In the pathogenesis of spontaneous migraine attacks, it is known that endogenous signaling molecules are released from sensory afferents of neurons in the trigeminal ganglion and/or parasympathetic efferents of neurons in the sphenopalatine ganglion [4, 5]. These signaling molecules include adrenomedullin, amylin, calcitonin gene-related peptide (CGRP), nitric oxide (NO), pituitary adenylate cyclase-activating polypeptide (PACAP), specific prostaglandins, and vasoactive intestinal polypeptide (VIP) [6,7,8,9,10,11,12,13]. All mediate their effects on the vascular smooth muscle cells within the walls of intracranial arteries and result in opening of potassium channels and accompanying vasodilation [14, 15], (Figs. 1 and 2). This, in turn, has been hypothesized to provide the necessary mechanical and chemical stimuli to activate and sensitize the afferent nociceptive fibers that project to first order neurons in the trigeminal ganglion and upper cervical ganglia [2]. The ascending nociceptive transmission is ultimately relayed to the somatosensory cortex and other cortical areas via second order neurons in the brain stem (and their cervical extension) and third order neurons in the thalamus [2].

cAMP-dependent pathways in migraine pathophysiology. The cell is a vascular smooth muscle cell within the walls of intracranial arteries. Experimental studies have shown that binding of calcitonin gene-related peptide (CGRP), adrenomedullin (ADM), amylin (AMY), Pituitary adenylate cyclase-activating polypeptide (PACAP), vasoactive intestinal polypeptide (VIP), prostaglandin E2 (PGE2), and prostaglandin I2 (PGI2) to their G protein-coupled receptors increases the intracellular concentration of cyclic adenosine monophosphate (cAMP) and thereby activates the cAMP-dependent pathway. This will then activate protein kinase A which, in turn, results in outflow of potassium via opening of adenosine triphosphate-sensitive potassium (KATP) channels and large conductance calcium-activated potassium (BKCa) channels. The end result is hyperpolarization of the vascular smooth muscle and accompanying vasodilation which is hypothesized to provide the necessary chemical and mechanical stimuli needed to activate and sensitize perivascular nociceptors [2]. AC, adenylate cyclase; ADM, adrenomedullin; AMY, amylin; ATP, adenosine triphosphate; BKCA, large conductance calcium-activated potassium channels; cAMP, cyclic adenosine monophosphate; CGRP, calcitonin-gene related peptide; KATP-channels, adenosine triphosphate-sensitive potassium channels; PACAP, pituitary adenylate cyclase activating polypeptide; PGE2, prostaglandin E2; PGI2, prostaglandin I2; Protein kinase A, cAMP-dependent protein kinase; VIP, vasoactive intestinal polypeptide

cGMP-dependent pathways in migraine pathophysiology. In vascular smooth muscle cells of the intracranial arteries, nitric oxide (NO) from glyceryl trinitrate (GTN) increases levels of cyclic guanosine monophosphate (cGMP).
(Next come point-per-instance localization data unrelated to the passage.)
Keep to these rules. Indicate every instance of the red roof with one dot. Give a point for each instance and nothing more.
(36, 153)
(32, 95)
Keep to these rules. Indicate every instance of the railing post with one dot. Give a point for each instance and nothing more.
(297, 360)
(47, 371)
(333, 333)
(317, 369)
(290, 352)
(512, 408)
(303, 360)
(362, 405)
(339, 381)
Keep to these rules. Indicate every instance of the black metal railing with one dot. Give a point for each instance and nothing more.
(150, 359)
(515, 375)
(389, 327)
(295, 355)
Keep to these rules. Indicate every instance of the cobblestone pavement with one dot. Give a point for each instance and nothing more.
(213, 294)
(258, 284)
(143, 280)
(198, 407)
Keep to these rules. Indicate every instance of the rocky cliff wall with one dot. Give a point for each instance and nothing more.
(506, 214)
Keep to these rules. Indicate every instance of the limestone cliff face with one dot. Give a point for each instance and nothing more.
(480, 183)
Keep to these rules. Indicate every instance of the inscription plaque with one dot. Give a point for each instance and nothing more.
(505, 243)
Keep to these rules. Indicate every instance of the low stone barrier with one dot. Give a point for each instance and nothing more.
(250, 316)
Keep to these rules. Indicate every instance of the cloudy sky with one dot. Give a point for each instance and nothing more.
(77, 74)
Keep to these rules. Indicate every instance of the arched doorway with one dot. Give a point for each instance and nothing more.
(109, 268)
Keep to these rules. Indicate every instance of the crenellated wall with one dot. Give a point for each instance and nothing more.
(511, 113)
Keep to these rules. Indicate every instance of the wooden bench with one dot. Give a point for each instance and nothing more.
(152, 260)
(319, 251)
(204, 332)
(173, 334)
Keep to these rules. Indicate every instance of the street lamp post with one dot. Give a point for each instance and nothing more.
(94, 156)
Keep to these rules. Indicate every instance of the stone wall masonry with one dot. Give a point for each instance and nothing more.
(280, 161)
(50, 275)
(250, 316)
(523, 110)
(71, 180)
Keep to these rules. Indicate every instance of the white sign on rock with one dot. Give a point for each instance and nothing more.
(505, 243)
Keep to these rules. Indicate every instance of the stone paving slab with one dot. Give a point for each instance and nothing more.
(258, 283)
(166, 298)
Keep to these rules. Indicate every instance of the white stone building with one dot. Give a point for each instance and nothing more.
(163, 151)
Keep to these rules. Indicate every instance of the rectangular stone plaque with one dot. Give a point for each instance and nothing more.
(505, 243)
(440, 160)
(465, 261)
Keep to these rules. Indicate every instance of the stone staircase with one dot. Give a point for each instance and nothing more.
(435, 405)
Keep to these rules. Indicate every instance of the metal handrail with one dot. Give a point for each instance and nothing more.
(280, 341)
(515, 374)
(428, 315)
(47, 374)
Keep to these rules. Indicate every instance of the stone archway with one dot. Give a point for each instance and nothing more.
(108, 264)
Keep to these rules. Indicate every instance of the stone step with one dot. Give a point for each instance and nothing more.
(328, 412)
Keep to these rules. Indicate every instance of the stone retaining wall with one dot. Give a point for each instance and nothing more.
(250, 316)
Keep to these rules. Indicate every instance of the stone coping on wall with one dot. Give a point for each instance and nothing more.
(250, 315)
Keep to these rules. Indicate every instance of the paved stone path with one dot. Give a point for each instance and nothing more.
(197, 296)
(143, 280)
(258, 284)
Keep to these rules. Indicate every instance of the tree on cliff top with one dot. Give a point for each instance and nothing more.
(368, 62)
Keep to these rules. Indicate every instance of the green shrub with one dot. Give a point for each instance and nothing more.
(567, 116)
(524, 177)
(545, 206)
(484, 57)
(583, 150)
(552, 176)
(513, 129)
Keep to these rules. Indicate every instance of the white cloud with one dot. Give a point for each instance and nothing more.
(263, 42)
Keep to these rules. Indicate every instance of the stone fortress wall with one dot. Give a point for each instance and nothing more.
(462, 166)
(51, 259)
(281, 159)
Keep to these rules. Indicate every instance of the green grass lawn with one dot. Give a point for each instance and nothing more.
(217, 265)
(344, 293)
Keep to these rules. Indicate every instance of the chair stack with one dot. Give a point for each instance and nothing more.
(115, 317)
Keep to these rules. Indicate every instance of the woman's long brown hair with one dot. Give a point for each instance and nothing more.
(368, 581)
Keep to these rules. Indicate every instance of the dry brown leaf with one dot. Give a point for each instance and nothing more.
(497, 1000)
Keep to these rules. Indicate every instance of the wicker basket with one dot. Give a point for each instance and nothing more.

This activates the cGMP-dependent protein kinase (protein kinase G) which increases opening of adenosine triphosphate-sensitive potassium (KATP) channels and large conductance calcium-activated potassium (BKCa) channels. It will similar to the cAMP-dependent pathway ultimately activate and sensitize perivascular trigeminal afferents (see Fig. 1) [2]. BKCA, large conductance calcium-activated potassium channels; cGMP, cyclic guanosine monophosphate; GTN, glyceryl trinitrate; GTP, guanosine triphosphate; KATP-channels, adenosine triphosphate-sensitive potassium channels; NO, nitric oxide; Protein kinase G, cGMP-dependent protein kinase; sGC, soluble guanylate cyclase

A key limitation of human provocation studies is that they cannot answer what causes the initial endogenous release of signaling molecules from sensory afferents and parasympathetic efferents. This step is bypassed in human provocation studies because they rely on exogenous administration of migraine-inducing substances [2]. The remaining cascade of events is, nonetheless, likely to be the same for spontaneous and provoked attacks. In support, people with migraine report themselves that the provoked attacks mimic their usual spontaneous attacks and can be effectively treated with their usual rescue medication, e.g. triptans [2, 3]. Consistent with this finding, one provocation study found that early treatment with sumatriptan was more effective in prevention of PACAP-induced migraine attacks than placebo treatment [16]. The main benefits of human provocation studies then become threefold. First, they can be used to identify signaling molecules that induce migraine attacks and are thereby implicated in migraine pathogenesis. Second, blocking the effects of the same signaling molecules might hold therapeutic promise for migraine. The advent of therapies targeting CGRP signaling seems to confirm this assertion [17]. Lastly, the combination of human provocation studies with sophisticated neuroimaging can improve our understanding of meningeal and cerebral changes during migraine attacks [3].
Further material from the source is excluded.